童話としての沼田くんは、日を追うごとに、1ページずつ書きたされ、物語を彼自身の皮膚でもって、僕に読み聞かせてくれる。

使い方の分からない外国の遊具のように、大人の心をきらめかせ癒して成長させる。彼の音楽は日々ツーリストとして楽しむ人の大切な居場所となってる。

sole cafeの主人は、美しい無人島の入り江を作って、小さな灯火を焚いて、自由に音楽家と旅人を囲んだ。

僕とOLDEは、その主人に見守られることで、安心して夜空の下で出し物を広げることができた。

 

〜大阪 Shangri-La 、 奇妙礼太郎 踊ろうマチルダ と。〜

奇妙なことは、ひとつとしてなかった。

彼らの言葉は、ハイウェイをひた走るキャンピングカー。

ガソリンを給油するために立ち寄ったCafeで、コインを稼ぐ為にギターを抱えるように、彼らの人生の目的は、西陽を浴び続けるためであるようだった。

彼らにとって、日本の道路は短かすぎるように見え、アメリカの果てしない草原をかける1台のトラックに乗った、ナショナルジオグラフィックの専属カメラマンのように、境地へと渡り歩く姿がまざまざ見えた。

Shangri-La に出会うためには、キイ店長のやや腹回りの大きな、それと同じような包容力に迎合されなければならない。

僕は、このツアーを帰宅してから、彼の顔を思い起こさない日はない。

 

〜徳島 Cue! 岡山 KAMIORI KAORI 〜

四国には初めて足をつけた。

1通のmailから、ひとが会うまでの距離を、徳島市cafe boosanで、Cue店主の青木さんと一緒にカレーを食べながらふと想った。

一寸前まで他人だった彼の話しに大笑いしている僕らについて。

僕の音楽を、彼から紹介されることに運命を感じて。

(スタッフさんがとても可愛らしくて、お店のドアを開けた瞬間に「えっ、アヤベさん?」って声をかけてくれた。なんだか、そのお店が僕にとって帰る場所のひとつであるように)

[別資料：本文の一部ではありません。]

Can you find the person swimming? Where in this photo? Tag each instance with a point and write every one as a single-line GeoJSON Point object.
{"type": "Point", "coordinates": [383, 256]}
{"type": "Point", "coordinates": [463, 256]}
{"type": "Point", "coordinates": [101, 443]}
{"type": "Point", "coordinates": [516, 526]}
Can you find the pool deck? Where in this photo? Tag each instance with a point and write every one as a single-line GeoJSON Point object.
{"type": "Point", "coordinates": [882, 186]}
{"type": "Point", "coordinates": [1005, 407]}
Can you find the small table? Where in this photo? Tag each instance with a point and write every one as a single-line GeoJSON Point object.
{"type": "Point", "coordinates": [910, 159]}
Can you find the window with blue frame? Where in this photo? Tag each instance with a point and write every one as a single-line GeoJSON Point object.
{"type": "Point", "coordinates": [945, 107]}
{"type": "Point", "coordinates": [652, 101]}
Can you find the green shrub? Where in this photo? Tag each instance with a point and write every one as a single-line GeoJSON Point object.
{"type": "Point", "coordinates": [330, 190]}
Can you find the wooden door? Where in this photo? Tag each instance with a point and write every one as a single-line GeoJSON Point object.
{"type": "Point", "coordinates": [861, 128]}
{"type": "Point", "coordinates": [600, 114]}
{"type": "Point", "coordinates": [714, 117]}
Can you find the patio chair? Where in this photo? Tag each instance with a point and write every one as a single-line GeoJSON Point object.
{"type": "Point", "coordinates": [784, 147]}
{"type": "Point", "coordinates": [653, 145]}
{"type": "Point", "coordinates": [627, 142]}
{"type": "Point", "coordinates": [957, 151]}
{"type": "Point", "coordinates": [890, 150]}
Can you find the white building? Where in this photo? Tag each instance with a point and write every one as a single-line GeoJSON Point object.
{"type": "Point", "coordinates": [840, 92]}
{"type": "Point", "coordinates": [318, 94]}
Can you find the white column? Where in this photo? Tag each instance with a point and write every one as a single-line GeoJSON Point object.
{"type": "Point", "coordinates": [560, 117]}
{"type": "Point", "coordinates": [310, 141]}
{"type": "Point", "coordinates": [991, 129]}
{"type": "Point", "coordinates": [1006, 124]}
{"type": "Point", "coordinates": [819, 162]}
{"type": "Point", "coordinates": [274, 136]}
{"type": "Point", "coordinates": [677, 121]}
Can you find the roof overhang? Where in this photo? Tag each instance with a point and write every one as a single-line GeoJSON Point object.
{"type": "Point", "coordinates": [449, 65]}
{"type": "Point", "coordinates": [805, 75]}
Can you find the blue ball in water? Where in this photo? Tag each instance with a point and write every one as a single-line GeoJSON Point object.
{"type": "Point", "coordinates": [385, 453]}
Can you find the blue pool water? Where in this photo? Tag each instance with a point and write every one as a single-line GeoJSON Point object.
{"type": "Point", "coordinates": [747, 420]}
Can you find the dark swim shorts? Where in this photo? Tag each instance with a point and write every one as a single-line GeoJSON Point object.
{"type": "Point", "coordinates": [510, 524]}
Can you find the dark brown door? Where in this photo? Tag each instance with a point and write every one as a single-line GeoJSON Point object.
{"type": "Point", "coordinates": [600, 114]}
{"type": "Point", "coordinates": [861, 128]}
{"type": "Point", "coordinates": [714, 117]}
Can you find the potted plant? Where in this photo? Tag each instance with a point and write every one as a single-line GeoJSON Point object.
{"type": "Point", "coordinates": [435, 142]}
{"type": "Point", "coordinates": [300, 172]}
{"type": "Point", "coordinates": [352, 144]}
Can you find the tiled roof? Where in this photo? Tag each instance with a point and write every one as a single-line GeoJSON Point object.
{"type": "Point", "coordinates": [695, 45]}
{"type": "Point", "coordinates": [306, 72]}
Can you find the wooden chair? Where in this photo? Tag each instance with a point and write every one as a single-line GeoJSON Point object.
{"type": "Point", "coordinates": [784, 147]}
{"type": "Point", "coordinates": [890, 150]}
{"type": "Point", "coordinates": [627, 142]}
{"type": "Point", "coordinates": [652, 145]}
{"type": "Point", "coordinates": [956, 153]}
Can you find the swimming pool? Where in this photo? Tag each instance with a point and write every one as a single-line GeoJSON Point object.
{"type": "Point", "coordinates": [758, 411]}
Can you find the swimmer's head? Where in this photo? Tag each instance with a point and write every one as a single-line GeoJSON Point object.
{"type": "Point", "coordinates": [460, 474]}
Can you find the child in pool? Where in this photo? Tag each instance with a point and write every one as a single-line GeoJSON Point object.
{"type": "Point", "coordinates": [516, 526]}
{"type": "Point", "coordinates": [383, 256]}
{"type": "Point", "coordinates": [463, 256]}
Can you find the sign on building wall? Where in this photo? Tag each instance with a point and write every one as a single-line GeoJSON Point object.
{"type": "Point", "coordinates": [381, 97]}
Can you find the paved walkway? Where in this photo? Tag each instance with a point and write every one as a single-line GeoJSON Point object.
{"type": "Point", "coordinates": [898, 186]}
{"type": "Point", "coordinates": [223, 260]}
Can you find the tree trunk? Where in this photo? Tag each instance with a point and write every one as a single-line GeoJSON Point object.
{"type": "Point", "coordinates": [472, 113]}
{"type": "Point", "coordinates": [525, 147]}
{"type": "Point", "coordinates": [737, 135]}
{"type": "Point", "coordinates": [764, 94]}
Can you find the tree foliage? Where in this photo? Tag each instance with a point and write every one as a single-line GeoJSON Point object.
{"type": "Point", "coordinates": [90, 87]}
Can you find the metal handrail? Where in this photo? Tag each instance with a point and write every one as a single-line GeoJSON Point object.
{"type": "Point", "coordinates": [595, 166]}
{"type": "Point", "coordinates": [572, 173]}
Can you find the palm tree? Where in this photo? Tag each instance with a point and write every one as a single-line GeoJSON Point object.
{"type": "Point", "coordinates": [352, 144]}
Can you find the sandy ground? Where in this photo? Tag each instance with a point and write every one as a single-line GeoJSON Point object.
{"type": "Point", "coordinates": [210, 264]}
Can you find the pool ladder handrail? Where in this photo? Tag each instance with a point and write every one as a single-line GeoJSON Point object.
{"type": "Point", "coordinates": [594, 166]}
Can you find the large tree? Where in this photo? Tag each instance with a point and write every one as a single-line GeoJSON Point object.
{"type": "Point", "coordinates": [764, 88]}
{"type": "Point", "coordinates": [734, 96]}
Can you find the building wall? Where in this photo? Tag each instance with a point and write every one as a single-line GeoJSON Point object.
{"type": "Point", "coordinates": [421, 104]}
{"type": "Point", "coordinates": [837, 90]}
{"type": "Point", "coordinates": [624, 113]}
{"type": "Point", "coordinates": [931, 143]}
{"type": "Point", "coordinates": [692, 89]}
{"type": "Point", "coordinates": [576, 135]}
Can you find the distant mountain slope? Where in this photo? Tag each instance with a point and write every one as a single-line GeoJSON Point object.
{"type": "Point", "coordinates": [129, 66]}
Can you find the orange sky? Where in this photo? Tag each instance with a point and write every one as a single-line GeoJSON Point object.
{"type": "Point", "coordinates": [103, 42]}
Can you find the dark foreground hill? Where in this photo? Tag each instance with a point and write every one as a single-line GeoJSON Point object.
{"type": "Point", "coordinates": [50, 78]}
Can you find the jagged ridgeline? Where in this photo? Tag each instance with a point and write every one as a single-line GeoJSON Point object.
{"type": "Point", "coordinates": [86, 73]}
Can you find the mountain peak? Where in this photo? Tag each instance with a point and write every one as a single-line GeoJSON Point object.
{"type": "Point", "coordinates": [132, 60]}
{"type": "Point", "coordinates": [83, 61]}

岡山ではKAMIORI KAORIさんとご縁がある。

繊細な出で立ちで、おしとやかに出迎えてくれる。全く初めてお会いしたのに、久しぶりに顔を見れたという気がした。「岡山の人ってそんな気にさせるのよ」と仰ってるような、上折さんのお母様にお茶のおもてなし頂き、すっぽりと指輪やアクセサリーが静かに瞬く、店内に腰を落ち着けてしまった。

 

〜 広島 スマトラタイガー jam.#07を築いた女性の2人 〜

ショートカットとセミロングがとても似合う2人。

日向の中で、快活に飛ばすフリスビーのようなひかり。

木陰に座って、毛糸と棒針で編んでいくようなひかり。

対照的なひかりを持ち合わせた彼女たちの玄関に招き入れてもらい、僕ら3人は温い日ざしに包まれて、とても心地よい演奏をすることができた。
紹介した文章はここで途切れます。